This teaches us the greatness of peace: for God changed Sarah’s words, for the sake of peace between husband and wife (Talmud Bava Mezia 87a).
Even in issues of Jewish law TRUTH comes in second place. The Talmud (Eruvin 13b) states that contending interpretations of religious texts are both the words of the living God. “Rabbi Abba stated in the name of Samuel:
For three years there was a dispute between the School of Shammai and the School of Hillel, the former asserting, “the Halacha (legal ruling) is in agreement with our views,” and the latter contending, “the Halacha is in agreement with our views’. Then a bat kol (heavenly voice) announced, ” Both (views) are the [true] words of the living God, but the Halacha is in agreement with the rulings of the School of Hillel.”
Since, “both are the words of the living God,” what was it that entitled the School of Hillel to have the Halacha fixed in agreement with their rulings? – Because they were kindly and modest, they studied their own rulings and those of the House of Shammai. Not only that, but they stated the opinion of the School of Shammai before they stated their own opinion.”
Another section of the Talmud (Megillah 15-16) does not limit Divinely approved disagreements and differences to just two sides of an issue. Discussing a verse in the book of Esther when Esther says, “Let the king and Haman come to my banquet” (5:4) the question is asked; “What was Esther’s reason for inviting Haman?
Rabbi Eleazar said: she set a trap for him. Rabbi Joshua said: she had learned in her father house “If your enemy is hungry give him bread to eat” (Proverbs 25:21) Rabbi Meir said: so Haman would not plot a coup. Rabbi Judah said: so no one would suspect Esther was Jewish.
Rabbi Nehemiah said: so the Jewish people should not depend on her and stop praying. Rabbi Jose said: so she could keep her eye on him. Rabbi Joshua ben Korha said: she thought—I will encourage Haman so the king will be enraged and kill us both. Rabbi Eliezer of Modi’im said she made the king jealous of Haman and she also made the princes jealous of him.
When Rabbah ben Abbuha later came across Elijah the prophet, he asked him: Which of these (eight different) reasons in TRUTH prompted Esther to act as she did? Elijah replied: All of them. All the reasons given by the Rabbis are correct.

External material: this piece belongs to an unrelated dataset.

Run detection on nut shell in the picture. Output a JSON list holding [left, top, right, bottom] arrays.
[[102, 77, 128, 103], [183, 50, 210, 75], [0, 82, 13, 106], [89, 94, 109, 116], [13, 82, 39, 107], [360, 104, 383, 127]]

People often have mixed motivations in any action, so it is wise not to judge the motivations and intentions of others to quickly or to simply. The rabbis believed that all future developments within Jewish law that future rabbis would find, were already there; hidden seeds within the original text.
Thus, although in many areas of Jewish religious life, Orthodox Judaism seems very remote from Biblical Judaism, it really is not further away than many Supreme Court decisions that are supposed to be based on the Constitution.

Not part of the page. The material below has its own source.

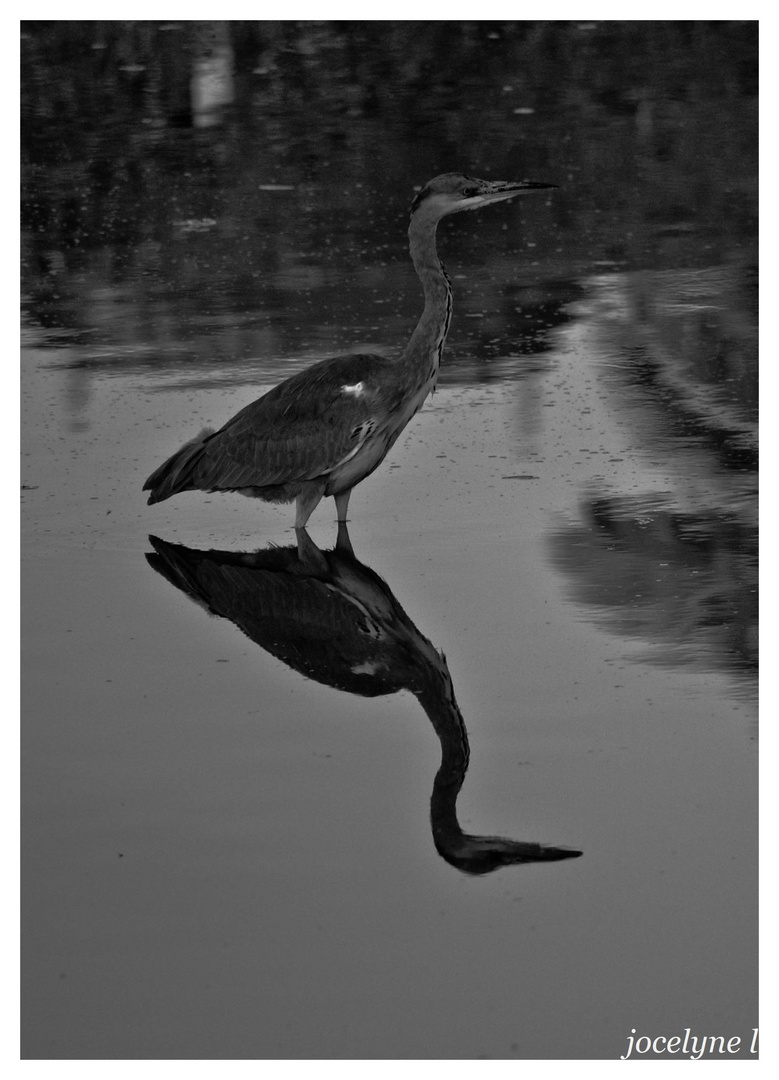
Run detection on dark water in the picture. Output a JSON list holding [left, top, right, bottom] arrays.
[[22, 22, 757, 1058]]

For example, the Supreme Court maintains that there is a Constitutional right to privacy, but it is not literally written in the constitution. The Supreme Court rather derives the hidden seeds of a right to privacy from the Bill of Rights explicit limits to government interference in a citizens private life. From a Jewish perspective, this is an inspired insight from the constitution’s regard for the civil rights of all Americans.
Religious fundamentalists, who usually take Scripture literally and simplistically, always have problems with the obvious development of their religious tradition over the centuries. They often call these developments; deviations, distortions and even degenerations. They believe that only the behaviors and understandings of the first few generations of believers are correct.

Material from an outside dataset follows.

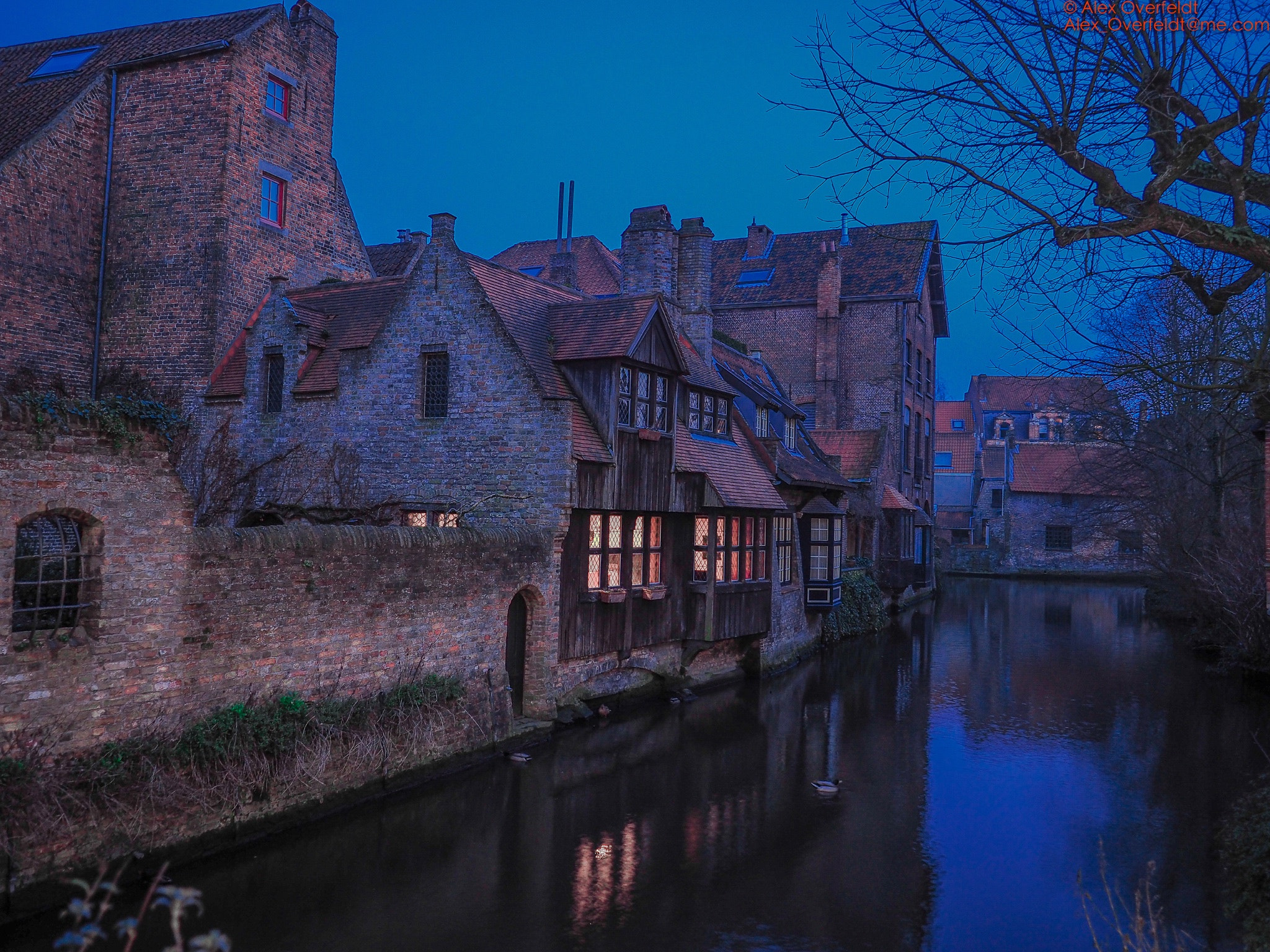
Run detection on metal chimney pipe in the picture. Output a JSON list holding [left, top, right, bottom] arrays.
[[556, 182, 564, 254], [560, 179, 573, 252]]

But all religions that have a history of more than a few centuries, have had to rely on a variety of interpretations to met the changing circumstances of human history, and that is why they are still alive today.
Indeed, it is the ability of Sacred Scriptures to inspire people who live in very different circumstances from the original group of believers, that provides evidence that the original texts are much more than simply human creations.